16 Snacks That Are OK to Eat at Night
Posted on 10 Jul, 2017
Eating past 8 p.m. has gotten a bad rap. In reality, the reason you may have gained (or not been able to lose) weight probably has more to do with what you are eating and how much you are eating rather than the time of day you are eating. Noshing at night, if done healthfully, can offer some surprising benefits. Eating the right protein at night can help you build muscle while you sleep.
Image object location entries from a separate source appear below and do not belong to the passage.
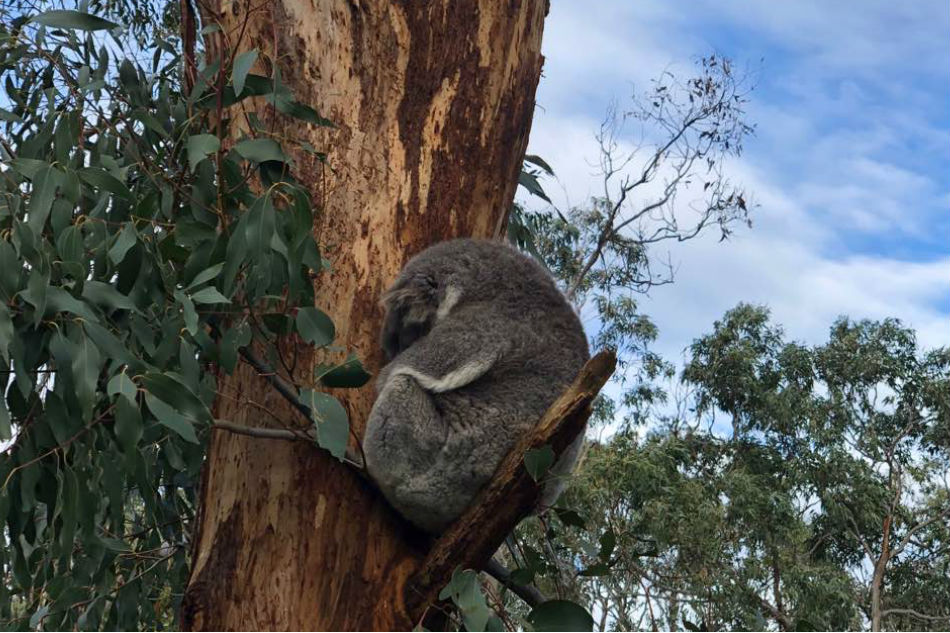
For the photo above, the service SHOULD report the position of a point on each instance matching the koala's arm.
(454, 353)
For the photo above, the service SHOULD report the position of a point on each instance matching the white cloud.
(848, 150)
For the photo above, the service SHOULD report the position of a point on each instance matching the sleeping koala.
(481, 342)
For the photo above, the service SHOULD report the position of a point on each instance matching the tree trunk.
(432, 103)
(877, 578)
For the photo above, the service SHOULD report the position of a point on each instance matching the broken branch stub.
(510, 495)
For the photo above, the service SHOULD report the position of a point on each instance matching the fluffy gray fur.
(481, 343)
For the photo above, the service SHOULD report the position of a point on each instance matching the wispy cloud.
(851, 166)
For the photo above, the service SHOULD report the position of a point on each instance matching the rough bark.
(432, 103)
(479, 532)
(877, 578)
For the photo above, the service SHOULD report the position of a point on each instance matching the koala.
(480, 343)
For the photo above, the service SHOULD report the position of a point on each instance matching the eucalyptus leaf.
(199, 146)
(330, 420)
(170, 418)
(560, 615)
(68, 19)
(315, 327)
(538, 461)
(260, 150)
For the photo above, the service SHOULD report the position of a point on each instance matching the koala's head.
(447, 276)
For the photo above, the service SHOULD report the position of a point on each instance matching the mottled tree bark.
(432, 103)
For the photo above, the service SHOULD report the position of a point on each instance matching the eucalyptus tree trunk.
(432, 102)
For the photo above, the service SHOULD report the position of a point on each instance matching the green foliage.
(560, 615)
(766, 505)
(140, 252)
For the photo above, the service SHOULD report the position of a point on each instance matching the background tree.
(663, 164)
(805, 490)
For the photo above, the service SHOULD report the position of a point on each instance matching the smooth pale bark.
(432, 103)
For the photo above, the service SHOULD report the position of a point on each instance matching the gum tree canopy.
(197, 217)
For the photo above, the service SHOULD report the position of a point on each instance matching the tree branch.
(470, 542)
(913, 614)
(529, 593)
(270, 434)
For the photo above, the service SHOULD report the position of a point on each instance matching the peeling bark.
(432, 103)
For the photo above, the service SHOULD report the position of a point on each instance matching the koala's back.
(435, 464)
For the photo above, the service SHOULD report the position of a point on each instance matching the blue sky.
(850, 164)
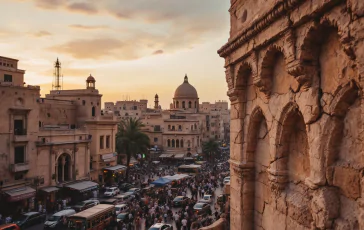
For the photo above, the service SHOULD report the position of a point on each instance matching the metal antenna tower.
(58, 77)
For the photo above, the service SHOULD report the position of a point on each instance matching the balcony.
(19, 167)
(20, 135)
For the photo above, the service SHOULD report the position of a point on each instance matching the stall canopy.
(49, 189)
(83, 186)
(179, 156)
(161, 181)
(20, 193)
(166, 155)
(116, 168)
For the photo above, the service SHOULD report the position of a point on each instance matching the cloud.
(93, 48)
(82, 7)
(42, 33)
(158, 52)
(87, 27)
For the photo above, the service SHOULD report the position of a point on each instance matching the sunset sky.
(132, 47)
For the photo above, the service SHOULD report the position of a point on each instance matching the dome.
(185, 90)
(90, 78)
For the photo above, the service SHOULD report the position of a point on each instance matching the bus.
(95, 218)
(189, 169)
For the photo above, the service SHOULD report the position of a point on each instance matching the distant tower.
(156, 102)
(90, 82)
(58, 77)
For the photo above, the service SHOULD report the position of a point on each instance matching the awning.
(166, 155)
(83, 186)
(49, 189)
(179, 156)
(116, 168)
(20, 193)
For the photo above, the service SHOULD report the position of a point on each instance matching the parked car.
(206, 199)
(55, 221)
(11, 226)
(120, 208)
(226, 180)
(124, 216)
(180, 200)
(125, 186)
(202, 208)
(29, 219)
(161, 226)
(135, 191)
(113, 191)
(83, 205)
(123, 198)
(112, 201)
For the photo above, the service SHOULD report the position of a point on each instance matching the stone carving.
(300, 117)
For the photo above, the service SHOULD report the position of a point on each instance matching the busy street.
(155, 195)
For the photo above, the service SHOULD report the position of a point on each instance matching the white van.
(55, 221)
(123, 199)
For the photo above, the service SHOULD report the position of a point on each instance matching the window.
(18, 176)
(93, 111)
(19, 153)
(8, 78)
(107, 142)
(101, 142)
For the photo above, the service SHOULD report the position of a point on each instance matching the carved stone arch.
(264, 80)
(256, 117)
(344, 98)
(243, 72)
(289, 118)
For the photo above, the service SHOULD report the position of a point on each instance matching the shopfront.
(48, 197)
(114, 174)
(81, 190)
(17, 200)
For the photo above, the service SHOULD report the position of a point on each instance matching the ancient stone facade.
(294, 70)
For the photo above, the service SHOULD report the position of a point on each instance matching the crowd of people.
(157, 206)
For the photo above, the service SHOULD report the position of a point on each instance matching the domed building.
(186, 97)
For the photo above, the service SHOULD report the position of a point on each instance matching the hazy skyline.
(136, 48)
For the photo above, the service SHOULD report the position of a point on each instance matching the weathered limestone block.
(325, 207)
(348, 180)
(299, 208)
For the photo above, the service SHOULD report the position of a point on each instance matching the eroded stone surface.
(298, 114)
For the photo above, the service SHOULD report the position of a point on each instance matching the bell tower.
(156, 102)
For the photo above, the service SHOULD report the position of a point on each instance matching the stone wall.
(294, 70)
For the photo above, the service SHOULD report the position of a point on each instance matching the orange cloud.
(87, 27)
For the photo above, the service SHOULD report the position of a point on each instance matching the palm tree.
(210, 148)
(131, 140)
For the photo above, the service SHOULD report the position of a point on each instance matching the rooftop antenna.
(58, 77)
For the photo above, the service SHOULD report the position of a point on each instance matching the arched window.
(93, 111)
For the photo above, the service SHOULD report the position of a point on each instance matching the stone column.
(63, 164)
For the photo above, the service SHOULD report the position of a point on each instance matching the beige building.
(180, 131)
(294, 71)
(47, 143)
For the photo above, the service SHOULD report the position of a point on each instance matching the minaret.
(58, 77)
(156, 102)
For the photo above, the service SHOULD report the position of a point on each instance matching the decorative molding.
(279, 10)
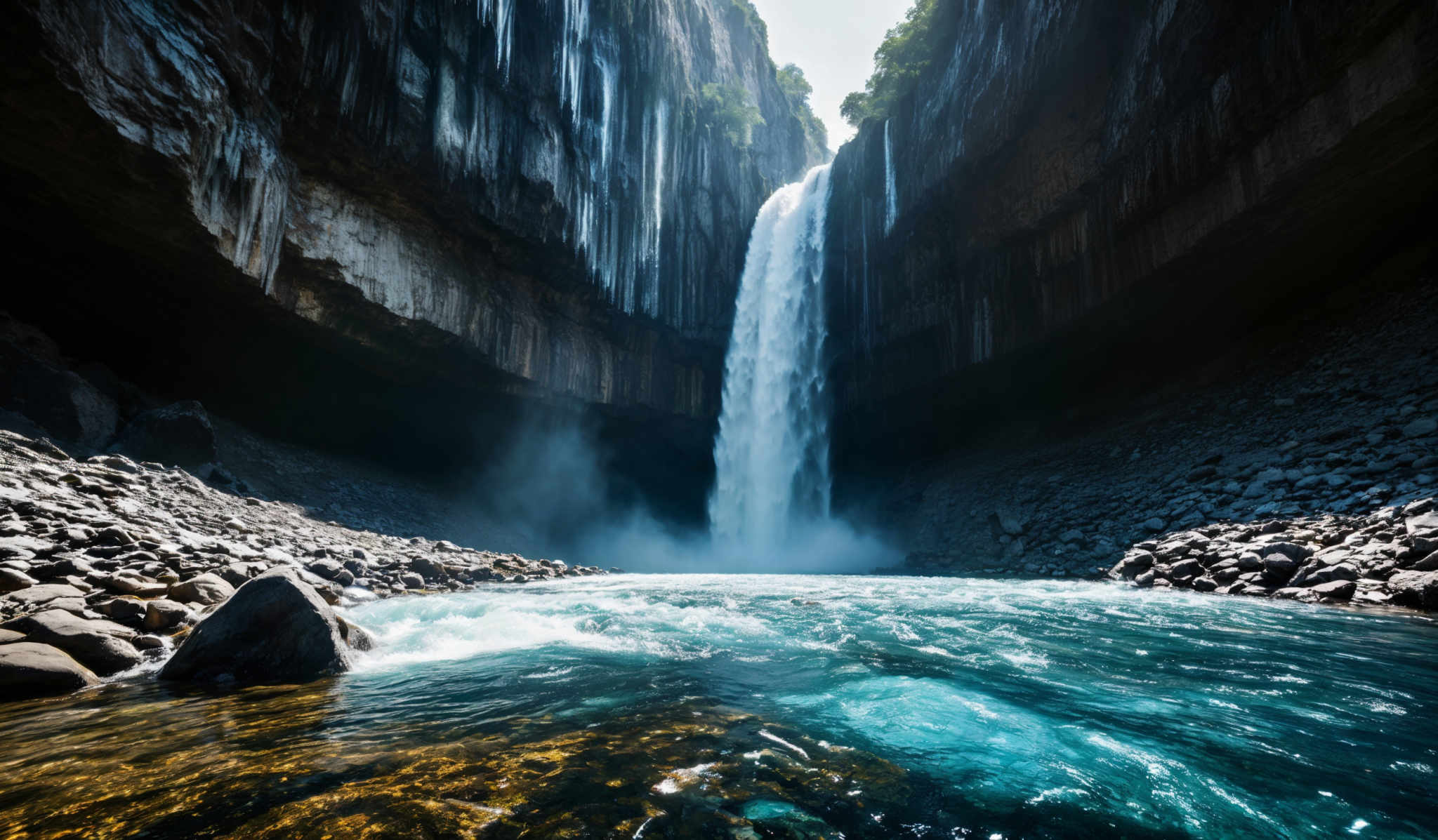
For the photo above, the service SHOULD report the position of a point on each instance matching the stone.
(44, 594)
(98, 645)
(204, 589)
(123, 609)
(275, 629)
(134, 585)
(1421, 524)
(1414, 589)
(1428, 563)
(429, 570)
(163, 615)
(174, 435)
(1338, 590)
(39, 671)
(1421, 427)
(1279, 567)
(1133, 564)
(1289, 549)
(12, 580)
(150, 642)
(1187, 568)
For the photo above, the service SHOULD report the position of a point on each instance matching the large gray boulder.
(38, 671)
(1414, 589)
(101, 646)
(275, 630)
(203, 589)
(177, 435)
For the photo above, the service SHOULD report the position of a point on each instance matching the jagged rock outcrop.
(1082, 189)
(477, 194)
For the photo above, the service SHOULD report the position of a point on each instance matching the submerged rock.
(38, 671)
(277, 629)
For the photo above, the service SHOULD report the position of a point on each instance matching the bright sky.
(834, 42)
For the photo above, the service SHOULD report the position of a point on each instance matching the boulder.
(176, 435)
(163, 615)
(1421, 427)
(12, 580)
(38, 671)
(45, 594)
(1279, 567)
(277, 629)
(98, 645)
(1423, 524)
(1414, 589)
(1339, 590)
(203, 589)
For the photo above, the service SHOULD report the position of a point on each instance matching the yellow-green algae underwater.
(772, 707)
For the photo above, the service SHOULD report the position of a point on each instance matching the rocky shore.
(108, 564)
(1321, 433)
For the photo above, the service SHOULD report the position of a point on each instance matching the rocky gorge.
(1057, 458)
(111, 566)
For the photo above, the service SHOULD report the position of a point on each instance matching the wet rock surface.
(177, 435)
(29, 669)
(108, 564)
(275, 629)
(1306, 464)
(1088, 189)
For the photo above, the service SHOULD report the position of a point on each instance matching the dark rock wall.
(510, 194)
(1089, 190)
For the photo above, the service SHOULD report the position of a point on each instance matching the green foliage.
(797, 91)
(728, 111)
(757, 23)
(901, 61)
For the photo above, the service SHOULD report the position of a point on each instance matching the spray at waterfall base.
(770, 508)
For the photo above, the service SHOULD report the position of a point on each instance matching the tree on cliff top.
(901, 60)
(797, 91)
(731, 112)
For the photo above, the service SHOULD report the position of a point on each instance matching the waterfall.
(772, 446)
(890, 187)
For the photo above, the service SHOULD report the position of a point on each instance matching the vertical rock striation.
(495, 178)
(1142, 175)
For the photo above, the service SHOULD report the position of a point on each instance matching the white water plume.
(772, 448)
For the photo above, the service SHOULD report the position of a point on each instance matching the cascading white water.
(890, 186)
(772, 446)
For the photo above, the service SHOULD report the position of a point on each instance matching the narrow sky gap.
(834, 42)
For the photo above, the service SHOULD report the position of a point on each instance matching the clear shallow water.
(784, 707)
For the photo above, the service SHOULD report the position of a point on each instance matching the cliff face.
(1079, 189)
(482, 192)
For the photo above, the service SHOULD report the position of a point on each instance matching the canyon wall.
(1083, 192)
(522, 199)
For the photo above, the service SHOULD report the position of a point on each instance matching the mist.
(557, 493)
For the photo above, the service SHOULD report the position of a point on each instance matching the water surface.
(777, 707)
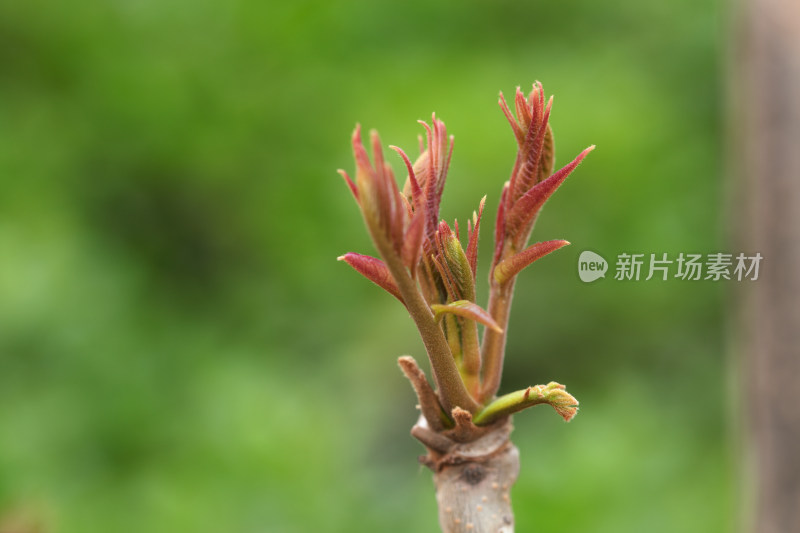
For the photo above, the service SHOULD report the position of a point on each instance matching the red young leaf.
(472, 245)
(374, 270)
(510, 267)
(527, 207)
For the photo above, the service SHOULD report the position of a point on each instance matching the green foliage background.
(179, 349)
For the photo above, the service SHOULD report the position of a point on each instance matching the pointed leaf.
(350, 184)
(412, 241)
(374, 270)
(468, 310)
(518, 133)
(472, 245)
(510, 267)
(526, 208)
(553, 393)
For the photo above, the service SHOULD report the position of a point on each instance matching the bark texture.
(473, 479)
(768, 130)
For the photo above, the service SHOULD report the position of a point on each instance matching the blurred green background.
(180, 350)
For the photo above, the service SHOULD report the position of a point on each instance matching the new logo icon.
(591, 266)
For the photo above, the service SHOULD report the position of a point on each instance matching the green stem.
(452, 392)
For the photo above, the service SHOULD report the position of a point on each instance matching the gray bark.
(473, 479)
(767, 129)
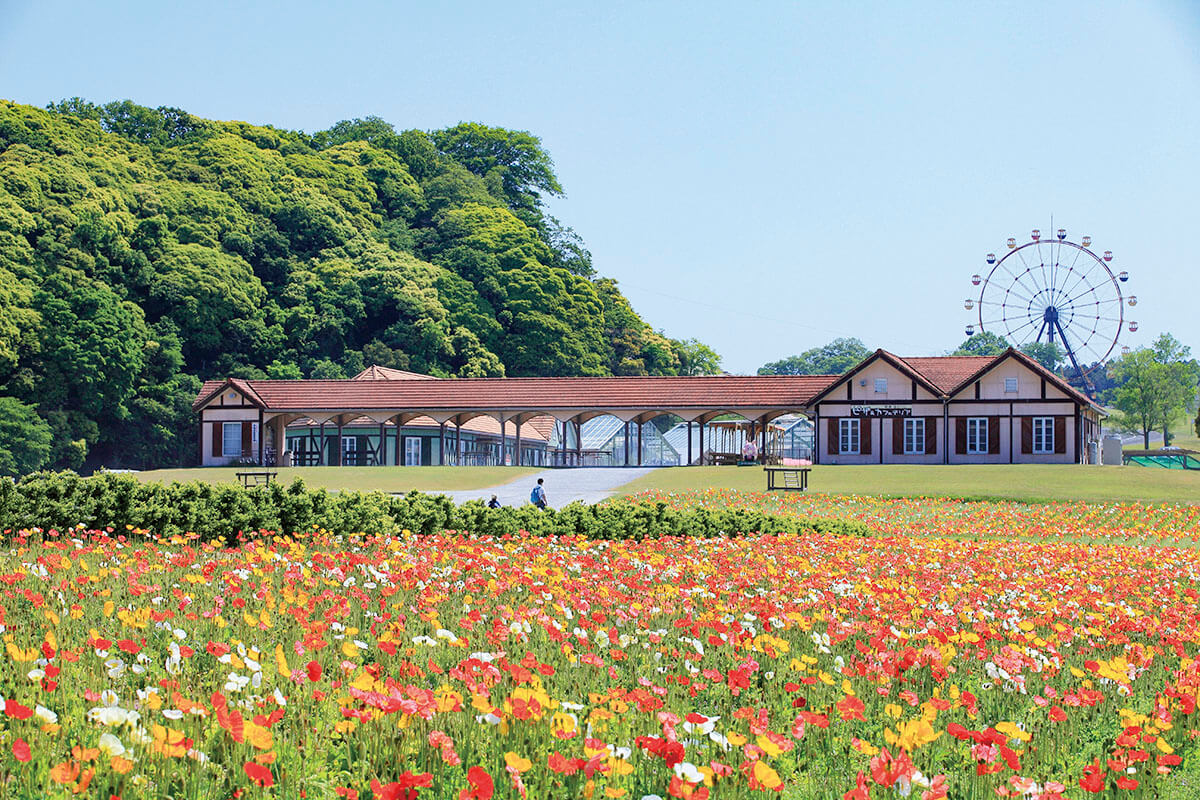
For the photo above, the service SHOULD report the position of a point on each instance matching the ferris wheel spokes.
(1054, 290)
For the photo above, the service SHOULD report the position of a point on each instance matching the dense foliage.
(64, 500)
(831, 359)
(142, 250)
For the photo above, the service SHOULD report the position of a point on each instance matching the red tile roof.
(533, 394)
(948, 371)
(375, 372)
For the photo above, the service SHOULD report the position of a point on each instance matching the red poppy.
(258, 774)
(481, 787)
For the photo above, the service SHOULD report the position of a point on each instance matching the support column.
(762, 449)
(457, 443)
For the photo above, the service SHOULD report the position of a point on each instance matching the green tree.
(982, 343)
(24, 438)
(513, 161)
(1181, 374)
(697, 359)
(1144, 392)
(832, 359)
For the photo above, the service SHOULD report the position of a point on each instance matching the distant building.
(953, 410)
(886, 410)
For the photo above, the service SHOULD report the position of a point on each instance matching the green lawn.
(1009, 481)
(363, 479)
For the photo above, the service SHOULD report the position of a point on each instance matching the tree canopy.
(143, 250)
(832, 359)
(1156, 385)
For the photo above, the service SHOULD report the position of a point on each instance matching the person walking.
(538, 497)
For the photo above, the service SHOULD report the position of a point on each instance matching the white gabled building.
(953, 410)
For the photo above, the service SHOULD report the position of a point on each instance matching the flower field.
(967, 650)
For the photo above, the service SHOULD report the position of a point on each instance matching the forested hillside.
(145, 250)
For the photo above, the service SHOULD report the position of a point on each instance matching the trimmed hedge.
(63, 500)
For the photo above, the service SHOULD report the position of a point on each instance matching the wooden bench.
(795, 479)
(257, 477)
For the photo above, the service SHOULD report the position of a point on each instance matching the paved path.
(563, 486)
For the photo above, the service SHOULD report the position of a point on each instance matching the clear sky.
(763, 176)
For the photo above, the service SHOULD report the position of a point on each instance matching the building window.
(847, 438)
(231, 439)
(1043, 434)
(915, 437)
(977, 435)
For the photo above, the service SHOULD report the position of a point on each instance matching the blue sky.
(762, 178)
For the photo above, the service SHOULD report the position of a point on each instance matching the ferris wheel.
(1059, 292)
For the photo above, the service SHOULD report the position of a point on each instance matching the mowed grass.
(1029, 482)
(396, 480)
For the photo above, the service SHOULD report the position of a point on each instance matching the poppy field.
(963, 650)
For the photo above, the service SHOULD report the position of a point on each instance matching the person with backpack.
(538, 497)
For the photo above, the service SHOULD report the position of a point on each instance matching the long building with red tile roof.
(394, 415)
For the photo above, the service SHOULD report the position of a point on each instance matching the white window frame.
(1043, 434)
(977, 435)
(412, 451)
(226, 450)
(849, 441)
(913, 435)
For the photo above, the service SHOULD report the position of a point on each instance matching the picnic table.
(257, 477)
(795, 479)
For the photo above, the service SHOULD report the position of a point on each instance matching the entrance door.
(412, 451)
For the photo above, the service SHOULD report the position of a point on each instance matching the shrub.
(63, 500)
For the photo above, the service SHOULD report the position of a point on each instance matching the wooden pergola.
(511, 402)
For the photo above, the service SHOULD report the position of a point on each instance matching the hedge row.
(63, 500)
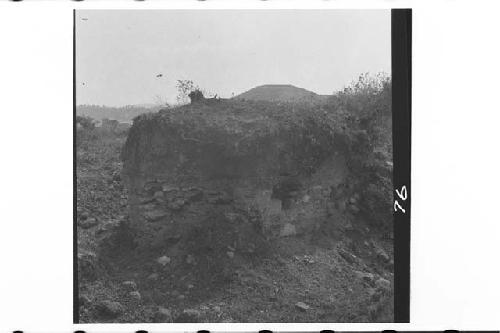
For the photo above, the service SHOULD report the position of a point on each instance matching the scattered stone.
(348, 226)
(109, 309)
(383, 284)
(87, 266)
(350, 258)
(288, 230)
(163, 315)
(88, 223)
(194, 194)
(135, 295)
(153, 276)
(83, 300)
(188, 316)
(163, 260)
(129, 285)
(144, 201)
(355, 209)
(367, 277)
(190, 259)
(167, 188)
(155, 215)
(302, 306)
(382, 255)
(117, 177)
(177, 204)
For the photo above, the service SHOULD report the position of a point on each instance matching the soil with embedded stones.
(341, 276)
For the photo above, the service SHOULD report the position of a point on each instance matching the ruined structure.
(258, 168)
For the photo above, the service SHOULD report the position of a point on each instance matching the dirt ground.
(336, 276)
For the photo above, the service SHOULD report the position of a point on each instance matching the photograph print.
(234, 166)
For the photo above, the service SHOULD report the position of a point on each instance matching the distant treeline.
(122, 114)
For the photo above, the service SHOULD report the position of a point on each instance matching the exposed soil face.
(226, 216)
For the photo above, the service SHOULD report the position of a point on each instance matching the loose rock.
(129, 285)
(288, 230)
(135, 295)
(163, 260)
(88, 223)
(163, 315)
(383, 284)
(302, 306)
(109, 309)
(188, 316)
(153, 276)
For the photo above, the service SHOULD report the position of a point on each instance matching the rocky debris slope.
(269, 168)
(223, 268)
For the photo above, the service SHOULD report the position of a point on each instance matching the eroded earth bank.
(235, 211)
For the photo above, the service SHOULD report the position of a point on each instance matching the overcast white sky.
(119, 53)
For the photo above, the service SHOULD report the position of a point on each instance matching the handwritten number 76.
(403, 195)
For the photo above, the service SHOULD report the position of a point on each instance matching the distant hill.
(281, 93)
(123, 114)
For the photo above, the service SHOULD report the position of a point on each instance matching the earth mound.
(280, 93)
Eating low-glycemic carbs at night can help control your blood sugar the next day and even help you regulate your appetite. Here are 16 snacks that are OK to eat at night. Some are not-so-guilty pleasures, some are great snacks to have after a light dinner and others make fantastic post-workout snacks (for those of you who work out at night).
1. High-Protein “Cake Batter”
Everyone loves cake batter. Dieters everywhere covet the delicious, rich, creamy consistency. But this indulgence doesn’t need to be off-limits. This high-protein version will satisfy the strongest late-night cravings -- and it packs in 19 grams of protein! Combining vanilla protein powder and heavy cream with pumpkin spice gives a warm flavor and spicy feel, but you can pick any flavor of you like.
2. Coconut-Mango Cream
Who doesn’t like cold and creamy desserts? Unfortunately, most of the standard store-bought frozen desserts are packed with calories and sugar. Here is a simple dessert that uses frozen mango and coconut milk to make a dish your friends will rave about. To make it vegan, opt for a vegan protein powder like hemp, brown rice or pea.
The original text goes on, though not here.